At The Bureau Local's local journalism hack day I found myself wrangling the files published by Leeds City Council to help a local journalist who was tired of copying and pasting from multiple files. Thankfully, because they are all published in the same dataset on Data Mill North, it wasn't too hard to write code to grab all the files. Combining them was harder (more on that below).
I ended up making a visualisation of Leeds City Council spending that showed a monthly summary as well as let you search by beneficiary/supplier. I then had people from neighbouring authorities ask for versions for Bradford and Calderdale. I've since added Newcastle, Sheffield and Transport for London.
One of my biggest headaches has been inconsistencies in formatting of CSV files. Column headings vary with time and between councils. The precise names of beneficiaries vary within a council often due to random truncation of text or changes in case. The "Organisational Unit" within a Council can change name over time. It really looks as if there is quite a bit of manual entry of fields that should be well defined.
Within columns I've had to deal with a large number of unnecessary complications that our Open Data Tips document warns against. One example being around dates. Councils use a huge range of date formats (sometimes within one CSV file). Here are some of the date formats I've found that would all refer to the same date:
- 14 June 2012
- 14th Jun 2012
- 41072 (this is the number of days since 1900)
The American format dates were the ones that caught me most by surprise (looking at you Sheffield City Council). As a result I now pre-parse a CSV file looking for XX/ZZ/YYYY dates and then counting up how many of them had a number greater than 12 in the XX and ZZ parts of the date to decide if the file is American or British. If there is a mix of American and British within a file I have no chance of knowing which is which. Thankfully that hasn't happened... yet. Ideally, everyone would be publishing dates using the international standard ISO8601, as recommended by the Government Digital Service, to remove the uncertainty. I'd love it if the Microsoft Excel programmers could make CSV export default to storing dates as ISO8601.

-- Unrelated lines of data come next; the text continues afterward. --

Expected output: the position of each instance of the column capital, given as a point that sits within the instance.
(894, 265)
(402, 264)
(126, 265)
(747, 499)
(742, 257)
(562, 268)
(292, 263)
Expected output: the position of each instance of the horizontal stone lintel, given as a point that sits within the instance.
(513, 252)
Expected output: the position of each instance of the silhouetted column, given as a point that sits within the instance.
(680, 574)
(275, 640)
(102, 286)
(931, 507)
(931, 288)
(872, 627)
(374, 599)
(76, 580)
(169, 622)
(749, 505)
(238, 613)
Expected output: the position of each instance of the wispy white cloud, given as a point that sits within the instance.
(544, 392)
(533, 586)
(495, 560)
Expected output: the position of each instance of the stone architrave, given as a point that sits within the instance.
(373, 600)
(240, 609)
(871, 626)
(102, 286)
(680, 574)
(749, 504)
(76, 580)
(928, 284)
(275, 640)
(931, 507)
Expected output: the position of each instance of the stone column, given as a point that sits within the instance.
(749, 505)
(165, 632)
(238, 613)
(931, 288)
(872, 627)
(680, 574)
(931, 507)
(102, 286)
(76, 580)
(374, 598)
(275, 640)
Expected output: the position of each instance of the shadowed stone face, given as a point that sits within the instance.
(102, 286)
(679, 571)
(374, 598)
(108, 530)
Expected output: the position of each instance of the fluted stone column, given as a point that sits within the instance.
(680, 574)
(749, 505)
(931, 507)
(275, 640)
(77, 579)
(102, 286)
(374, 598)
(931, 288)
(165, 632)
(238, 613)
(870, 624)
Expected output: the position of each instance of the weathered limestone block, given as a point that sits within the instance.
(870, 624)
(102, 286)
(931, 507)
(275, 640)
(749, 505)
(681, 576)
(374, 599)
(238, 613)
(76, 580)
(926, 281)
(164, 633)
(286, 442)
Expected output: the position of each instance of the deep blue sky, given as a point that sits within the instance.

My next problem was the Amount column which goes by a variety of names. These often contained numbers with thousands placeholders. This is fine in human-friendly Excel but please don't do this in CSV files. It just adds to potential ambiguity (some countries use "." for the thousands separator and "," for the decimal point); just use a decimal point. Also, please don't include currency symbols in each cell. These can be hard to parse especially if the character encoding of the document has got confused.
All of these problems are not insurmountable by hand but the sheer number of exceptions becomes harder to cope with in code. When the format of files change from month to month you almost feel like someone is deliberately trying to make it hard for you to compare data. In reality it's more likely down to someone simply clicking "export" to tick a box without thinking of what happens next. The lack of consistency in the spending data has been in sharp contrast to my recent Brownfield land register project where the format is defined nationally. That made it easy to create a tool that worked for multiple authorities.
When you publish data have a mind to the people - journalists, programmers, and citizens - who will be using it and how they might do that. Make it easier for them and they'll create tools for you. Make sure you provide feedback mechanisms so they can let you know where the errors are and you can increase your data quality. Transparency is about more than just publishing some files.